If only their bigotry had vented itself in some other way, how much these old manuscripts might have told us! Apropos of the burning of the priceless documents Landa says, “We collected all the native books we could find and burned them, much to the sorrow of the people, and caused them pain.”

A PAGE FROM THE PEREZ CODEX, DESCRIBING AN ECLIPSE OF THE SUN. THIS ANCIENT MANUSCRIPT ILLUMINATED IN COLOR IS NOW IN THE LIBRARY OF PARIS

The group of books called the Chilan Balam, which are chiefly ideographic transcripts of the more ancient works, written in the Maya tongue but in Spanish characters, probably were made surreptitiously by some of the educated natives soon after the Conquest. There are sixteen of these books still extant. The meaning of this Maya name, Chilan Balam, is interesting. Chi means “mouth”; lan indicates action. Therefore Chilan is “mouth action,” or “speech.” Balam is synonymous for either “tiger” or “ferocity.” But the tiger was worshiped as a deity and the combination of the words, Chilan Balam, means “Speech of the Gods.” The Maya priests were sometimes called by the name, indicating that they were the mouthpieces of the gods, and doubtless these records took their name from the priestly appellation.

The individual books of the Chilan Balam are known by the names of the villages in which they were found, and in a few cases the name of the village may have been derived from the presence of the book.
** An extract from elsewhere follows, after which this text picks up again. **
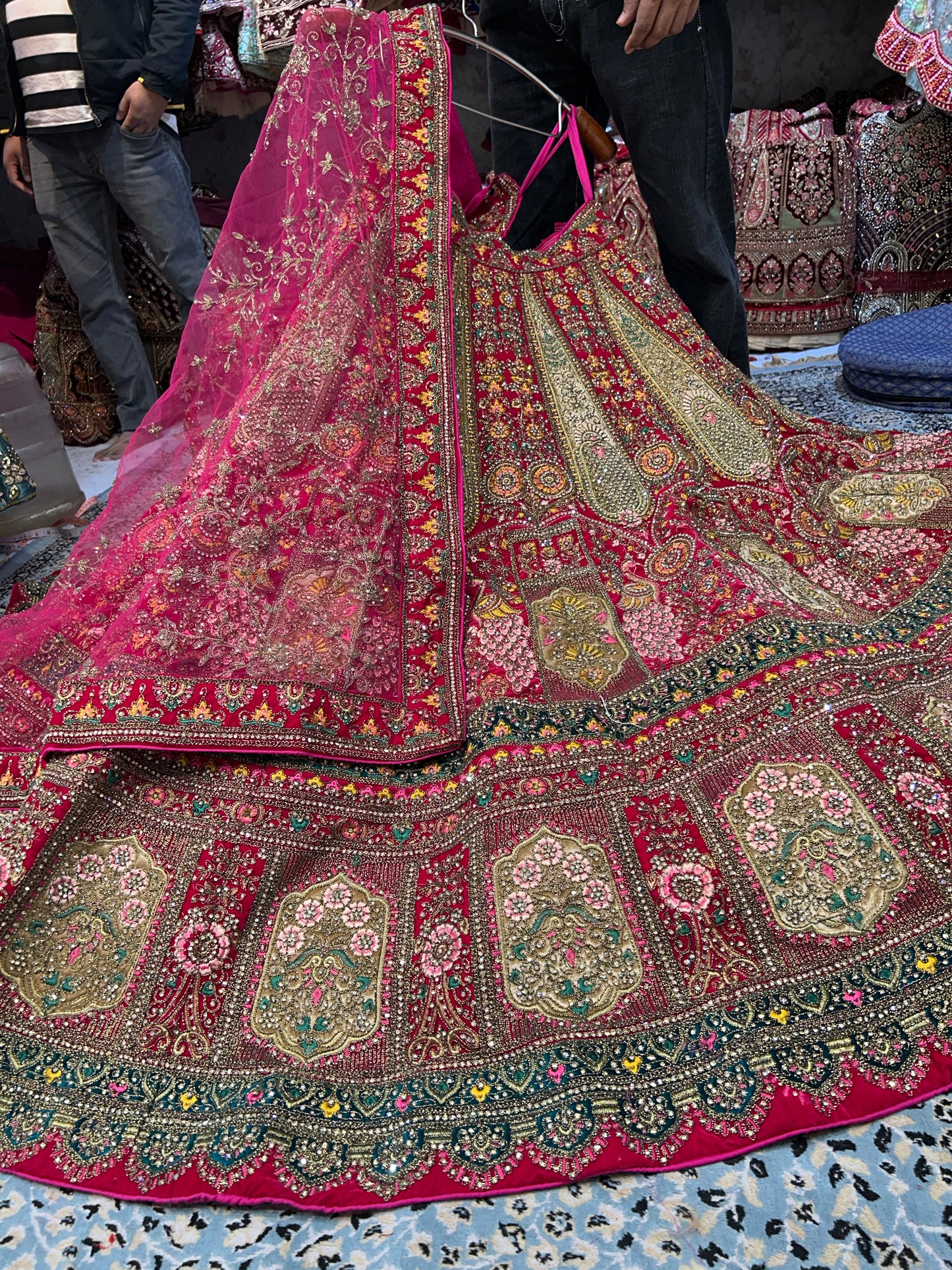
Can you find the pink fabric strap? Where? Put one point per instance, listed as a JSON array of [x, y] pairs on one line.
[[553, 142]]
The most important of these books are Nabula, Chun-may-el (which means “something of the first” or “original”), Kua, Man, X-kutz-cab, Ixil, Tihosuco, and Tixcocob.

Just when these books were written is not known, but there is evidence that the book of Mani was written prior to 1595 and the book of Nabula tells of an epidemic which occurred in 1663. While teaching the natives to write the Maya language in Spanish characters, Bishop Landa employed a rather original method, which is our only key to reading these writings and which serves as our only clue to the more ancient hieroglyphs. The ancient Maya writings were purely picture writings, but to some extent the hieroglyphs had lost their original picture significance and had come to have a somewhat symbolic meaning.

In arranging the so-called Maya alphabet (which was first used by the priests in writing out the prayers for the Mayas), Landa employed a very ingenious method and one that was practical at the time. He took the Spanish alphabet and beginning with “A” he asked the educated Indian to draw the character for him in which the sound of “A” was predominant. Naturally, after many attempts by the Indian to furnish such a character he finally selected the hieroglyph ac, which is a picture of a turtle’s head and which in Maya means “turtle” or “dwarf” or something having a slow movement. Next he took the letter “B” and eventually chose the character be, which means “road,” “walk,” “run,” and consists of the picture of a footprint. Therefore—not to go into a lengthy description of the system—he had “A” from ac, “B” from be, etc. With this extemporized alphabet the priests were able to write out the Catholic prayers in such a way that the Indian could repeat them in Spanish by using the sound of the first part of his hieroglyph for the sound of each Spanish letter.

It may be seen from the foregoing that Landa’s alphabet cannot be used for translating Maya, for when the hieroglyphs are made to represent the sounds of the Spanish alphabet the result does not indicate the original connection of a Maya word with its glyph. This fact was a great disappointment among archæologists, who at first expected to translate the Maya Codices by the use of the Landa alphabet. Their hopes, however, were short-lived and they even pronounced Landa an impostor. On the contrary, he has unintentionally given us what is almost a Rosetta Stone.

The Codices, I fear, will never yield a connected story, as they are written in a stenographic or shorthand style consisting of disconnected sentences.